REGGIO CALABRIA Il latitante Pasquale Bifulco, ritenuto appartenente alla cosca Letto Cua della zona di Platì, è stato arrestato dalla polizia in Perù. Bifulco, 41 anni, era ricercato da febbraio scorso con l’accusa di associazione di tipo mafioso e traffico internazionale di droga, ed era destinatario di due provvedimenti restrittivi emessi dai magistrati di Reggio Calabria e dalle autorità brasiliane. Bifulco è stato arrestato dagli uomini dell’Interpol, della Squadra mobile di Reggio e servizio centrale operativo a San Isidro. 

Bifulco, secondo gli investigatori di Reggio Calabria, era il capo indiscusso di un potente sodalizio criminale, operante sulla fascia ionica reggina, che acquistava e importava dal Sud America enormi quantitativi di cocaina trasportata a bordo di navi mercantili provenienti principalmente dal Brasile e dal Perù.
Il nome di Bifulco, soprannominato Julio o Francesco, era inserito nell’elenco dei latitanti pericolosi. L’uomo è stato arrestato a San Isidro dagli uomini dell’Interpol, della Squadra mobile di Reggio Calabria e del Servizio centrale operativo coordinati dalla Dda reggina. Legato al clan Ietto-Cua-Pipicella di Natile di Careri era sfuggito all’arresto nell’ambito dell’operazione “Buongustaio” condotta nel febbraio scorso. L’inchiesta nell’ambito della quale, nel febbraio scorso, era stato chiesto l’arresto di Bifulco, è stata condotta dagli uomini del Goa della guardia di finanza di Catanzaro.
L’operazione, coordinata dalla Dda di Reggio Calabria, si era svolta contestualmente ad un’altra indagine coordinata dalla Procura federale dello Stato di San Paolo in Brasile ed aveva portato all’arresto, in Italia ed all’estero, di 44 persone. Nel corso dell’attività investigativa, durata circa due anni, i finanzieri erano riusciti a sequestrare due tonnellate di cocaina che avrebbero fruttato all’organizzazione circa 400 milioni di euro.
Dalle indagini era emersa l’esistenza di organizzazioni transnazionali distinte tra loro ma che interagivano sinergicamente ed erano in grado di trafficare quantitativi enormi di cocaina dai Paesi produttori del Sud America ai principali porti europei, da dove veniva smistata per essere
destinata allo spaccio.

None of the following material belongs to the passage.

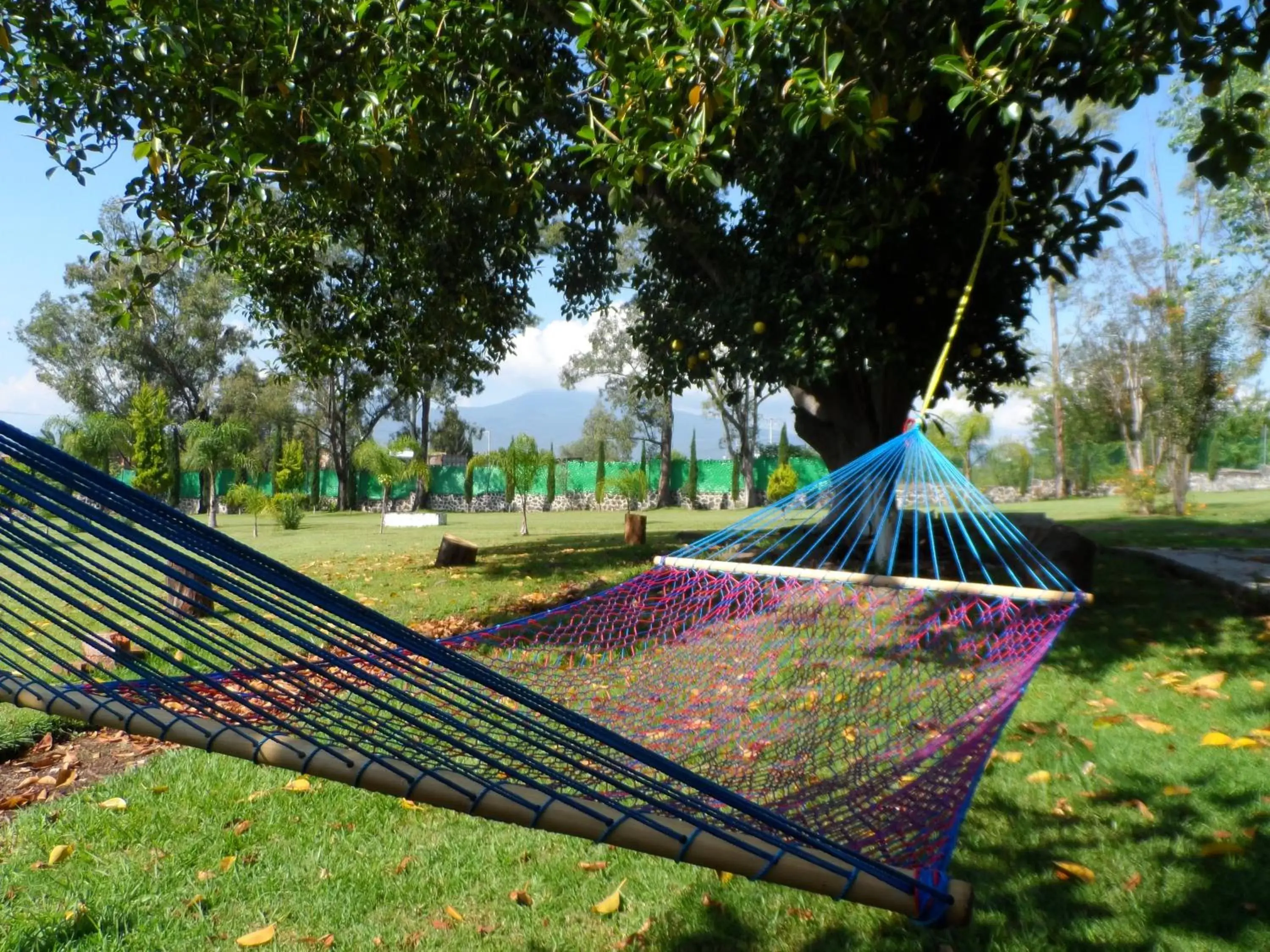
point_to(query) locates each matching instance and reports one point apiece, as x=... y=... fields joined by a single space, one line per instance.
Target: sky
x=42 y=221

Al centro di tutto c’erano le cosche della ‘ndrangheta degli Ietto, Cua e Pipicella, operanti sulla fascia ionica reggina.
Un ruolo di primo piano nell’organizzazione, secondo gli inquirenti, era rivestito proprio da Bifulco.

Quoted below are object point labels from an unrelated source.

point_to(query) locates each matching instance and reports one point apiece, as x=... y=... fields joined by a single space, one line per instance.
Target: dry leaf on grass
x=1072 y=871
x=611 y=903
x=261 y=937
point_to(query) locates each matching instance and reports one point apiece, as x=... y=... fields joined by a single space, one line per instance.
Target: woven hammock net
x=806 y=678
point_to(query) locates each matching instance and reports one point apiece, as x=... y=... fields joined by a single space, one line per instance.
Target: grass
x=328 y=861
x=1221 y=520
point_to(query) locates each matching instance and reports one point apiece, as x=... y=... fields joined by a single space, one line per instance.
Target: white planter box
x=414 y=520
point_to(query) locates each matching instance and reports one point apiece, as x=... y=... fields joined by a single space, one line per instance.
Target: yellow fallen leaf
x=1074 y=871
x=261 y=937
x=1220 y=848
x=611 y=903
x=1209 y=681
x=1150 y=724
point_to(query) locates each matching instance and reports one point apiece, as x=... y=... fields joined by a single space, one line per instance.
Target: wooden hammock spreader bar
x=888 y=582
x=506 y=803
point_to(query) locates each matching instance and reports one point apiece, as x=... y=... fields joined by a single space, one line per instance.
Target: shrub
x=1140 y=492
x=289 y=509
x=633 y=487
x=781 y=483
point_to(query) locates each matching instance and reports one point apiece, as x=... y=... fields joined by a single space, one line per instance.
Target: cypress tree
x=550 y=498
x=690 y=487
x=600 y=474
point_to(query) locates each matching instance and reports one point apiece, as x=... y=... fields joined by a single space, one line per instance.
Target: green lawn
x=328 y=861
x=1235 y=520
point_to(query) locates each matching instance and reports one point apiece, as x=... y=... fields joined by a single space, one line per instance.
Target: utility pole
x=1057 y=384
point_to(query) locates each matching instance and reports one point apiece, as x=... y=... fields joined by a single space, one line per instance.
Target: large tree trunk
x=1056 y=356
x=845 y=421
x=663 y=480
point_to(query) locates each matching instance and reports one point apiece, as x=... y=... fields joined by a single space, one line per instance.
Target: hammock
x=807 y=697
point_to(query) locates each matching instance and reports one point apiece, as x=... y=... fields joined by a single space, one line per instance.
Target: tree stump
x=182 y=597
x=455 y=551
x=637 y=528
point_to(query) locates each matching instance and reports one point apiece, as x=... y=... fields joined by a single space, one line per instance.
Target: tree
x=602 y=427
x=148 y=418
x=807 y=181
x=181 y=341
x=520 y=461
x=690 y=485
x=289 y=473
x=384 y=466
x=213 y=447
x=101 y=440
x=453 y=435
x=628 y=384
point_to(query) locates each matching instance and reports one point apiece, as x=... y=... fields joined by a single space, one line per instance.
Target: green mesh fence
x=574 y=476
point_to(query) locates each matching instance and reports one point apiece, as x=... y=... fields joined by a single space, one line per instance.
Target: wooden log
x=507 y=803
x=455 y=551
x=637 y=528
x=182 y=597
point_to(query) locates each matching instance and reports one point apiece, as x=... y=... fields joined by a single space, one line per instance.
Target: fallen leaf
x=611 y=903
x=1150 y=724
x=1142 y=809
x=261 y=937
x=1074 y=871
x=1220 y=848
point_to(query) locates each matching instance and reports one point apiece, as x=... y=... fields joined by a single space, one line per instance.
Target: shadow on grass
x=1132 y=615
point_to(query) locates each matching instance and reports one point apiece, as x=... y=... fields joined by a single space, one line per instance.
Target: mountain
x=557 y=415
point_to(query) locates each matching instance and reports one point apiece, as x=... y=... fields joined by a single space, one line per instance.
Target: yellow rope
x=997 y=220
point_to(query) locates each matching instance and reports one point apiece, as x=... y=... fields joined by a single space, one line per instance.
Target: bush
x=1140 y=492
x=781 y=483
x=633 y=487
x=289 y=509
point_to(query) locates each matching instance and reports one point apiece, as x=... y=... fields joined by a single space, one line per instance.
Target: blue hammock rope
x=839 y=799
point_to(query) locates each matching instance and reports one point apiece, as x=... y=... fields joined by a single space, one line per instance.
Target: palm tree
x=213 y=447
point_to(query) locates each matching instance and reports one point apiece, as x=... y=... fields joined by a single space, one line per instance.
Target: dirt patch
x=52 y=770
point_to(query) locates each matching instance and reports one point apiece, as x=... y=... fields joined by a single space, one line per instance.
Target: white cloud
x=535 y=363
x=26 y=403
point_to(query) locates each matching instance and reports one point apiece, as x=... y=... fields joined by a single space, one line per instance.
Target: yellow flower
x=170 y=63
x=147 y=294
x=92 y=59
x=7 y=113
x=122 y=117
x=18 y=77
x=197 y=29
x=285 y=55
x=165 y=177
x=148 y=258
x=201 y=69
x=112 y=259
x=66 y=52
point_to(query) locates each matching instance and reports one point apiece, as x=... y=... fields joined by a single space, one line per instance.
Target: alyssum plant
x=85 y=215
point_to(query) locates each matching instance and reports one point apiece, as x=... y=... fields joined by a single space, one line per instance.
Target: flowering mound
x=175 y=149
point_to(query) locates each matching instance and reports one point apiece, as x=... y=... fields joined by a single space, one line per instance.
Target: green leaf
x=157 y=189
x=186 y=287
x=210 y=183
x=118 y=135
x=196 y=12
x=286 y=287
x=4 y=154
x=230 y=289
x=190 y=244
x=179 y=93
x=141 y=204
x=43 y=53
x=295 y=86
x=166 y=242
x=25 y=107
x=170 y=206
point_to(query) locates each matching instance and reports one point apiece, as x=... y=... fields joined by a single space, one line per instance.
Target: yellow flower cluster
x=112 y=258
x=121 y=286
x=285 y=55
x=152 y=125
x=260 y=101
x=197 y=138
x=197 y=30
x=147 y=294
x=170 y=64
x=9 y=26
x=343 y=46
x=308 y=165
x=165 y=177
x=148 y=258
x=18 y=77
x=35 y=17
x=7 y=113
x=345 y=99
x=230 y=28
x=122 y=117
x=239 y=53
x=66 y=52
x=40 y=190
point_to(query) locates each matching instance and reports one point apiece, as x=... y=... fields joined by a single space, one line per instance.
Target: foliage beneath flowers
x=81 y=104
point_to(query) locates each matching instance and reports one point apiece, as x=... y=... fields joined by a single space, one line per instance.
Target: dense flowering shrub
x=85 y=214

Poliglotta, Bifulco, secondo quanto emerso dalle indagini, si muoveva rapidamente e chiudeva accordi in mezzo mondo, pagando sempre in contanti le partite di droga contrattate. Alle sue spalle agiva un’organizzazione agguerrita e ramificata, con punti di riferimento sia in Italia, dove contava su appoggi logistici nella provincia di Napoli ed in quella di Torino, oltre che in Calabria. La Polizia ha anche individuato uno dei suoi più stretti collaboratori di Bifulco in Vito Francesco Zinghinì, attualmente detenuto, destinatario del medesimo provvedimento restrittivo emesso dal gip di Reggio Calabria.
Bifulco ed il suo complice, prima dell’arresto, secondo gliinvestigatori, si spostavano in Sud America restandovi anche per lunghi periodi. Quando rientrava in Calabria, Bifulco incontrava gli esponenti di spicco della propria ‘ndrina di appartenenza, riferendo gli esiti delle trattative con i narcos sudamericani.
Per quanto riguarda il trasporto dello stupefacente, il gruppo capeggiato da Bifulco aveva accantonato il sistema della “nave madre”, una nave, cioè, di grandi dimensioni che scaricava la droga in imbarcazioni più piccole, per utilizzare la più sicura spedizione di container imbarcati su navi mercantili ed evitando anche di nasconderla tra la merce lecita spedita preferendo la tecnica cosiddetta “rip off”, ovvero rendendo la droga facilmente accessibile nel container al personale portuale contiguo all’organizzazione o corrotto dalla ‘ndrangheta.